5 Conclusion and future works

In this paper, we proposed a multi-modal approach to populate a multimedia ontology. We combine textual and visual content using different techniques. The proposed framework is fully automated, and it is based on semantic similarity techniques to implement an ontology mapping task. Compared with the approaches in the literature, no user intervention is required, and a feature selection mechanism is implemented to solve the issue related to descriptors dimensionality. Furthermore, we introduced a hierarchically approach to validate an object candidate to populate an ontology concept achieving a better precision in population task. Moreover, the exploitation of the semantic structure of ImageNet allows a performance improvement compared with traditional techniques with an 87% of accuracy. Different applications, from classification to retrieval tasks, could be improved by a more accurately population of ImageNet [60,61,62,63].

At the best of our knowledge, there are not systems that implement an full automatic ontology population approach in the literature. For this reason, a direct comparison is not possible. On the other hand, there is a lack of public results on standard datasets and available free software codes of other systems.
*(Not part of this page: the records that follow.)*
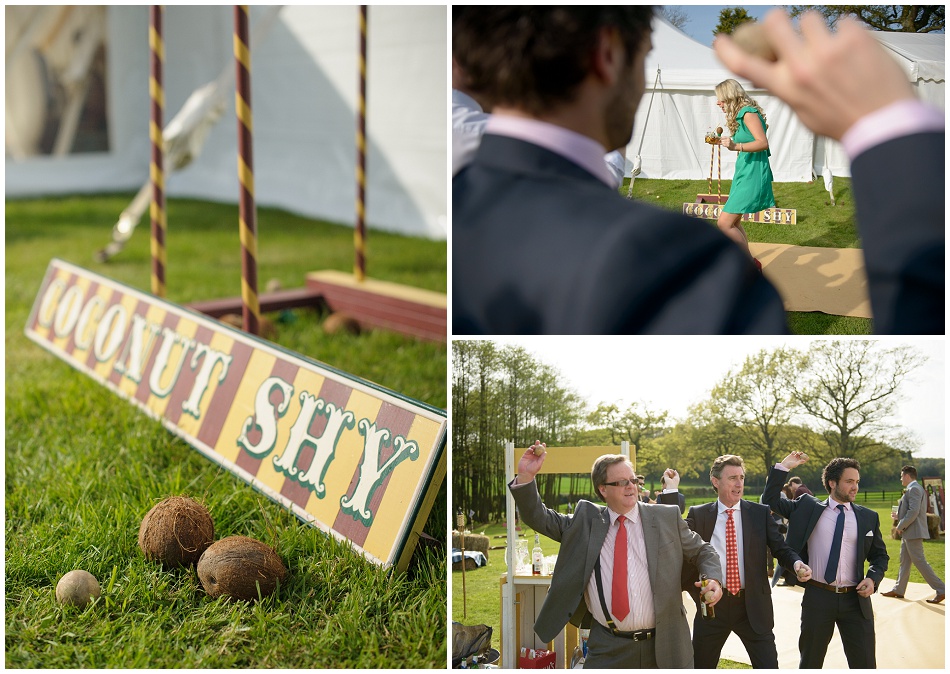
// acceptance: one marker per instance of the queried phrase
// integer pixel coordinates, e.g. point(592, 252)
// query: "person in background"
point(751, 189)
point(844, 85)
point(910, 520)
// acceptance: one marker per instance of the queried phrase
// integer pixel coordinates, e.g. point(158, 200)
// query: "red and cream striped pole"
point(156, 166)
point(359, 232)
point(250, 310)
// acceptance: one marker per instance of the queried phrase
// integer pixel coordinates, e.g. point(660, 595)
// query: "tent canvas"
point(304, 97)
point(681, 76)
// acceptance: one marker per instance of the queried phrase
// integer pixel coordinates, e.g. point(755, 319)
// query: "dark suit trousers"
point(821, 611)
point(709, 636)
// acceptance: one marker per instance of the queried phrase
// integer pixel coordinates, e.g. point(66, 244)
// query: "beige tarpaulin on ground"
point(829, 280)
point(910, 632)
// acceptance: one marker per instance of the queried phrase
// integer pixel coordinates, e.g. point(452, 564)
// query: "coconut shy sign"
point(358, 461)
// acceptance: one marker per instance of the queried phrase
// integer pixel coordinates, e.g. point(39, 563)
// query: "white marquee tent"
point(304, 91)
point(679, 106)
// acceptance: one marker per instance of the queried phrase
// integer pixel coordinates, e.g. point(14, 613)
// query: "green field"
point(83, 466)
point(480, 602)
point(819, 224)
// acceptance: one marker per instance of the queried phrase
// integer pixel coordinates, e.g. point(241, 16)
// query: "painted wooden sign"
point(710, 211)
point(358, 461)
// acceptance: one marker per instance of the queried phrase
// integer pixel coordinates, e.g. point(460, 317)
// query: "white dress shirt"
point(719, 540)
point(642, 612)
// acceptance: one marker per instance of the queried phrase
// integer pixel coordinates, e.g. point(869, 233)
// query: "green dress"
point(752, 184)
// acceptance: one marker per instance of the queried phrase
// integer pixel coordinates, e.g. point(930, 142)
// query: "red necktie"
point(733, 583)
point(620, 601)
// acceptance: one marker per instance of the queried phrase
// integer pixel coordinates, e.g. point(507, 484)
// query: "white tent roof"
point(679, 106)
point(923, 55)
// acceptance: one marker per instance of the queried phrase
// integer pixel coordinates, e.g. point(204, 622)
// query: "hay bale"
point(475, 542)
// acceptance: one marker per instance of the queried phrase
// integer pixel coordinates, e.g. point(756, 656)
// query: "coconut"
point(238, 566)
point(77, 588)
point(176, 531)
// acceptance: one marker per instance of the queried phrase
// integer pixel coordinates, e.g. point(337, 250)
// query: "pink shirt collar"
point(578, 148)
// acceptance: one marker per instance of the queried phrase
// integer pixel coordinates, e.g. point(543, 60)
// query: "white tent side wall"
point(304, 88)
point(669, 138)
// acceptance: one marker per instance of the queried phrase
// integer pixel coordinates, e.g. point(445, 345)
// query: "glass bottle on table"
point(537, 557)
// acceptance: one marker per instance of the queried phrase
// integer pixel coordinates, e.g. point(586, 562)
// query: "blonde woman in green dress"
point(752, 183)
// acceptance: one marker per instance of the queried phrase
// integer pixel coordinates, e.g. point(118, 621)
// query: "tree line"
point(838, 398)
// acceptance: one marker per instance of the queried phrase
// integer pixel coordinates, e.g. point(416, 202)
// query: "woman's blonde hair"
point(735, 98)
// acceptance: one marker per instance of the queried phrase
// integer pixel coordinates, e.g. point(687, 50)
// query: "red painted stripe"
point(288, 372)
point(399, 422)
point(224, 395)
point(143, 392)
point(186, 380)
point(114, 375)
point(330, 392)
point(91, 361)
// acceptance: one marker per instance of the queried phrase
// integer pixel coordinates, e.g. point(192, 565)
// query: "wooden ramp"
point(412, 311)
point(830, 280)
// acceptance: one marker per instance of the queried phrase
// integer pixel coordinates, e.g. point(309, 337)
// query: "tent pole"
point(636, 170)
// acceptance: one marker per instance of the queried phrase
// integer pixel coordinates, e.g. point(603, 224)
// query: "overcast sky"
point(672, 373)
point(703, 19)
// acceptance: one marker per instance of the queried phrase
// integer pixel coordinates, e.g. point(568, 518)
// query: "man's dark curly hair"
point(832, 472)
point(534, 57)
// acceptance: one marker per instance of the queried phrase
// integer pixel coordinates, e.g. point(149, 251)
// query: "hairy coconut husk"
point(176, 532)
point(77, 588)
point(237, 566)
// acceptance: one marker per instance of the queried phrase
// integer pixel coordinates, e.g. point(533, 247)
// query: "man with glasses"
point(911, 523)
point(742, 532)
point(618, 568)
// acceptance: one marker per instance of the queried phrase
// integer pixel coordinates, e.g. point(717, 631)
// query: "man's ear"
point(609, 55)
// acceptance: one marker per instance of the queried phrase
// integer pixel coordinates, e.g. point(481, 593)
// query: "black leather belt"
point(832, 588)
point(637, 635)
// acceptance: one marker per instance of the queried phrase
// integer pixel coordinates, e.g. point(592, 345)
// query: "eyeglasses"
point(620, 483)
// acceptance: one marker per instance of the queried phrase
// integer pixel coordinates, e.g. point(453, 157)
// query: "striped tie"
point(620, 599)
point(733, 582)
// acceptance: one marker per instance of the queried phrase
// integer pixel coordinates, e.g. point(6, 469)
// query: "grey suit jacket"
point(668, 542)
point(912, 513)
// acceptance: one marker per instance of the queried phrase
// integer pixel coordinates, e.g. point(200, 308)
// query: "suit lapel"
point(707, 526)
point(651, 541)
point(598, 534)
point(746, 515)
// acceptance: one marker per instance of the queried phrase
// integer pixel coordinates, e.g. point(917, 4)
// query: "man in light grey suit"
point(911, 523)
point(641, 623)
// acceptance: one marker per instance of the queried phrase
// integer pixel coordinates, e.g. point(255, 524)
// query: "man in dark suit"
point(911, 524)
point(618, 569)
point(741, 532)
point(543, 245)
point(836, 537)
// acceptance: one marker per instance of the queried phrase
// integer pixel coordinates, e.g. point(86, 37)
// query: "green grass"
point(819, 224)
point(83, 467)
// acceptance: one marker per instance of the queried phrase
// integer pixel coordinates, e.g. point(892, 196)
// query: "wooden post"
point(156, 167)
point(359, 232)
point(250, 310)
Starting from these considerations and highlighting that the development and evaluation of semi-automated techniques is an expensive task, we could run the risk that our implementation of such systems could not be in line with the results of original version. From our side, we explicit point out that the use of a standard dataset to test the performance of the proposed techniques allow an effective exploitation of our results for a later comparison with novel similar automatic approaches.

Furthermore, the approach presents a high degree of modularity, and it can be extended considering other data sources. We are investigating different features works related to the use of more complex DNN architecture as Siamese Network or Auto-encoder. Moreover, for fine-grained recognition, it can be helpful to the implementation of a multiscale approach to take into account small images variations. In the future work, we will try to improve the local feature extraction using better methods and other CNNs architecture.